Le gouvernement congolais veut s’attaquer à la problématique du logement. L’initiative provient de la Première ministre Judith Suminwa, qui au cours du Conseil des ministres, a jeté le pont, afin d’établir le Fonds national de l’habitat (FONHAB) en une véritable banque publique. L’objectif : mobiliser des financements à long terme et faciliter l’accès au crédit immobilier.
Une réforme envisagée alors que les besoins du pays se chiffrent en dizaines de milliards de dollars.

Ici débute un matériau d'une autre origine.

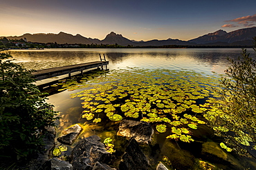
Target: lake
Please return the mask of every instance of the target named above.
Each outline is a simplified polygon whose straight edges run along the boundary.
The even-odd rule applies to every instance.
[[[248,52],[255,56],[253,49]],[[223,74],[229,65],[227,57],[237,59],[239,48],[178,48],[178,49],[45,49],[12,50],[8,52],[15,62],[28,69],[40,70],[53,67],[100,61],[99,54],[105,54],[110,70],[129,67],[145,69],[189,70],[203,74]],[[60,111],[64,127],[80,119],[81,100],[70,98],[73,92],[64,91],[48,96],[48,102]],[[62,126],[64,123],[62,124]]]
[[[250,52],[252,56],[255,56],[252,49],[248,49],[248,52]],[[15,62],[23,63],[28,69],[39,70],[99,61],[99,54],[102,55],[105,54],[107,61],[109,61],[108,65],[109,70],[125,69],[129,67],[149,70],[190,70],[203,75],[213,75],[215,73],[223,74],[224,70],[229,65],[227,57],[237,59],[237,57],[241,56],[241,50],[236,48],[46,49],[15,50],[9,50],[9,52],[16,59]],[[64,129],[75,123],[84,125],[84,131],[81,136],[88,137],[98,134],[104,139],[113,136],[113,129],[106,129],[102,123],[97,125],[89,123],[85,118],[81,118],[82,112],[84,109],[82,107],[82,100],[79,98],[70,97],[71,94],[81,90],[66,90],[48,97],[48,102],[55,105],[55,110],[60,111],[60,116],[62,118],[57,122],[59,125],[57,136],[62,135],[61,131]],[[108,125],[109,127],[113,127],[116,125],[116,123],[113,122]],[[164,140],[165,137],[159,136],[159,139]],[[159,139],[158,142],[161,144]],[[69,147],[69,149],[73,146]]]

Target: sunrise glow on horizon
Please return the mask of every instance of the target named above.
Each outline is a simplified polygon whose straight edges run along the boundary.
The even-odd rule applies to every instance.
[[[113,31],[136,41],[188,41],[256,25],[252,0],[0,0],[0,36],[64,32],[102,40]]]

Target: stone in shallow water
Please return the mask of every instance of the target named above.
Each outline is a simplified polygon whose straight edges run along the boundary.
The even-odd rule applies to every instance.
[[[66,129],[63,130],[62,134],[64,135],[66,135],[72,132],[79,134],[80,133],[81,130],[82,130],[82,127],[78,124],[75,124],[73,127],[71,127]]]
[[[122,157],[119,169],[150,169],[149,161],[141,151],[137,141],[132,138]]]
[[[110,153],[95,135],[80,140],[70,157],[74,169],[93,169],[97,162],[107,164],[111,160]]]
[[[156,167],[156,170],[168,170],[168,169],[161,162],[160,162]]]
[[[107,164],[100,163],[99,162],[97,162],[94,164],[93,170],[116,170],[116,169],[111,168]]]
[[[118,135],[128,138],[135,137],[138,142],[148,144],[152,140],[153,133],[153,128],[148,123],[124,120],[120,123]]]
[[[161,148],[161,155],[166,156],[177,170],[192,169],[194,157],[188,151],[179,149],[177,144],[166,139]]]
[[[73,142],[75,141],[77,135],[78,135],[77,133],[71,132],[68,134],[58,138],[57,140],[62,144],[71,145]]]
[[[74,126],[64,130],[62,134],[65,135],[58,138],[57,140],[61,143],[71,145],[75,141],[81,131],[82,127],[77,124],[75,124]]]
[[[201,154],[204,159],[212,163],[221,164],[232,169],[243,169],[240,161],[214,142],[207,142],[202,145]],[[218,166],[219,167],[219,166]],[[225,169],[225,167],[220,168]]]
[[[73,166],[69,162],[53,158],[47,160],[44,166],[45,170],[73,170]]]

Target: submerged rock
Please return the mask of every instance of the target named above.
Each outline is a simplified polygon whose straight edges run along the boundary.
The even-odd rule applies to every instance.
[[[218,166],[220,168],[226,169],[226,167],[232,169],[244,169],[243,166],[239,161],[235,159],[230,153],[228,153],[220,146],[214,142],[207,142],[202,145],[201,154],[204,159],[210,162],[223,164]]]
[[[56,131],[55,127],[46,127],[46,131],[44,134],[44,137],[43,138],[44,148],[44,150],[38,155],[36,158],[28,162],[29,169],[34,170],[38,169],[41,166],[49,159],[51,154],[51,151],[55,146],[55,139],[56,135]]]
[[[196,159],[194,165],[193,167],[193,170],[221,170],[222,169],[220,169],[217,167],[216,165],[210,163],[208,162],[199,160],[199,159]]]
[[[65,135],[58,138],[57,140],[62,144],[71,145],[75,141],[81,131],[82,127],[77,124],[75,124],[74,126],[64,130],[62,134]]]
[[[118,131],[118,136],[127,137],[129,139],[135,137],[138,142],[147,144],[152,141],[153,134],[154,130],[149,123],[130,120],[122,120]]]
[[[188,151],[181,149],[176,144],[165,140],[161,149],[161,154],[168,158],[173,168],[177,170],[191,169],[194,157]]]
[[[110,153],[106,151],[98,136],[80,140],[70,157],[74,169],[91,170],[97,162],[107,164],[111,160]]]
[[[93,170],[116,170],[116,169],[111,168],[107,164],[100,163],[99,162],[97,162],[94,164]]]
[[[43,166],[45,170],[73,170],[73,166],[69,162],[56,158],[47,160]]]
[[[141,151],[137,141],[132,138],[122,157],[119,169],[150,169],[149,161]]]
[[[73,127],[71,127],[66,129],[63,130],[62,134],[64,135],[66,135],[72,132],[79,134],[82,130],[82,127],[78,124],[75,124]]]
[[[161,162],[160,162],[156,167],[156,170],[168,170],[168,169]]]

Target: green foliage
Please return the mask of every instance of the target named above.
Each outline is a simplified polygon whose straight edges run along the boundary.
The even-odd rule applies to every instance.
[[[244,155],[256,145],[256,61],[246,50],[242,52],[237,61],[229,59],[231,65],[219,89],[221,100],[214,101],[205,117],[226,145]]]
[[[112,142],[112,141],[113,140],[111,138],[107,138],[104,140],[103,142],[103,143],[105,145],[107,151],[109,152],[111,154],[116,151],[113,149],[115,145],[111,143]]]
[[[210,107],[199,105],[197,100],[210,99],[215,95],[211,87],[218,86],[218,77],[169,70],[127,68],[82,79],[86,81],[79,84],[71,81],[62,85],[68,90],[82,89],[71,95],[84,100],[82,118],[91,120],[105,115],[113,121],[132,118],[159,123],[156,129],[160,133],[169,124],[176,128],[171,131],[174,136],[170,138],[187,142],[193,141],[188,135],[190,130],[205,123],[195,115],[201,115]]]
[[[60,145],[59,147],[54,148],[53,151],[53,156],[59,156],[62,154],[62,151],[66,151],[67,150],[68,148],[65,145]]]
[[[15,161],[42,149],[45,127],[54,125],[56,113],[40,97],[31,72],[11,57],[0,53],[0,156]]]
[[[166,131],[166,125],[157,125],[156,127],[157,131],[159,133],[164,133]]]
[[[111,138],[107,138],[104,140],[104,142],[103,143],[104,144],[106,144],[106,143],[111,143],[112,142],[112,139]]]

La Société financière internationale, institution du groupe de la Banque mondiale avait déjà évoqué la problématique : la RDC aurait besoin de 132 milliards de dollars d’investissements, soit un peu plus de 110 milliards d’euros, pour résorber son déficit en logements. C’est environ sept fois le budget annuel de l’État.
Quelque 250 000 logements supplémentaires seraient nécessaires chaque année à travers le pays pendant quinze ans. Kinshasa concentre à elle seule la moitié du déficit national, avec un besoin estimé à 140 000 logements par an.
Pour le gouvernement, il s’agit d’un enjeu stratégique de souveraineté économique, de justice sociale et de stabilité politique. C’est dans ce contexte que la Première ministre a demandé aux ministres de l’Urbanisme et des Finances d’étudier la transformation du FONHAB en banque publique de l’habitat.
Cette institution aurait notamment pour mission de développer le crédit hypothécaire, de valoriser le patrimoine immobilier de l’État et de sécuriser les programmes de logements sociaux. Pour le gouvernement, l’enjeu dépasse donc la seule construction de logements : il s’agit aussi d’attirer les capitaux privés, de créer des emplois et de renforcer la stabilité sociale.